‘Shark Tank’ Throws Its Weight Behind Ugly Food


Photo via NPR.org

We wrote recently about the movement, now gaining traction around the world, to reduce food waste by selling and promoting ugly produce – the kind of fruits and vegetables that are still perfectly edible, but because of minor blemishes or abnormalities will often bypass the grocery store and head straight for the landfill. Besides the troubling statistics on food waste in a country where 48 million Americans struggle to get enough to eat, this discarded produce is also a major source of methane, a potent greenhouse gas.

The ugly food movement is the sort of appealing initiative that can combat social ills (like hunger and climate change) while still providing a clear path to profitability. Both those factors seem to be paying off with some major momentum: on Friday night’s episode of the reality show Shark Tank (the ABC hit that has entrepreneurs pitch their start-ups to a ruthless panel of investors), investor Robert Herjavec plunked down $100,000 for a 10% stake in Hungry Harvest, an ugly food delivery service. This number was twice what CEO Evan Lutz had originally asked for.

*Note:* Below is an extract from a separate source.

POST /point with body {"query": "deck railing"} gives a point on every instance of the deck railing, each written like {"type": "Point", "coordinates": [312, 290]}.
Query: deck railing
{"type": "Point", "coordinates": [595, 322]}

Hungry Harvest operates by “rescuing” food which would otherwise be discarded from farmers and grocery stores, and selling it at a 20 to 30% discount. For each bag of produce delivered, the company also donates a meal to the hungry. As of the show’s taping, Lutz said Hungry Harvest had 600 subscribers, but expected that number to double from Shark Tank publicity alone. The investment and press combined put Lutz in a good position to expand quickly and become a household name, but expect competitors to crop up as well. Whichever company ultimately takes the lion’s share of the market, ugly food is good news for everyone.